In a recent interview with TV Guide, star Tom Ellis talked about what it was like to provide closure to his character in the show’s final season. “I honestly feel like the territory we covered in Season 6 is somewhere we've never been before,” Ellis said. “There was a dynamic that I'd not touched on before and how it echoed Lucifer's feelings of abandonment in the first five seasons. Season 6 holds up because it was an opportunity for every character in their own way to say goodbye properly, and that never really happens.”

JOHN P. FLEENOR/NETFLIX

Lauren German, who plays Lucifer’s girlfriend Chloe Decker, added that the writers did a “beautiful job bringing everything together” and that there are a lot of different layers for fans to dig into. “Chloe and Lucifer being together and being a team, and what they sacrifice. Maze and Eve. Ella going through her journey. I mean every character has these sort of eye-opening adventures and epiphanies. I think people are going to like how it ends.”

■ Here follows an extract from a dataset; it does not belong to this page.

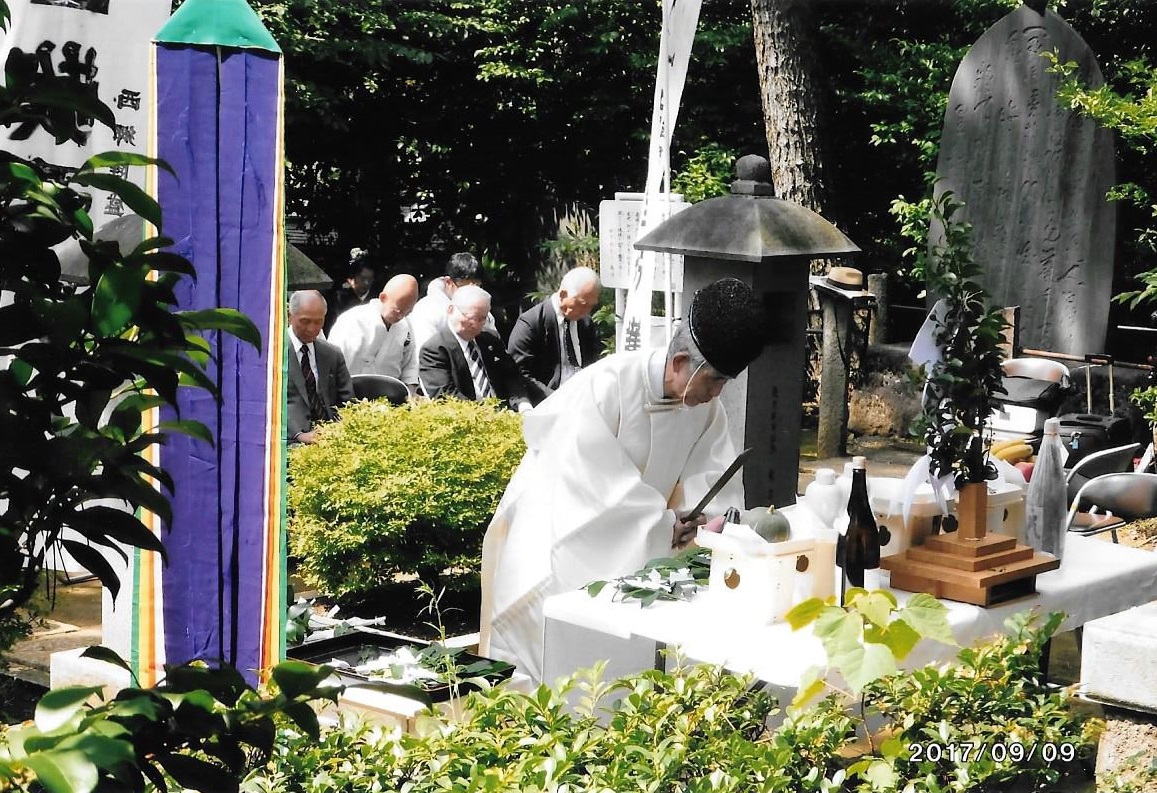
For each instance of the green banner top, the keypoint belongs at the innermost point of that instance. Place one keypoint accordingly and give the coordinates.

Lucifer writer Chris Rafferty echoed the sentiment in an interview with Script Magazine. “All good things come to an end,” Rafferty said. “My number one goal going into Season 6 was to be mindful of that. And to help the audience find some sense of peace by the time it’s over.”

For fans who aren’t quite ready to let go of the show, there’s good news: Netflix is currently working on a television adaptation of Neil Gaiman’s The Sandman, which will feature Gwendoline Christie as a version of Gaiman’s Lucifer more accurate to the original comics the Netflix show was inspired by. The Sandman series reportedly wrapped filming in August, so it shouldn’t be long before it makes its way to screen.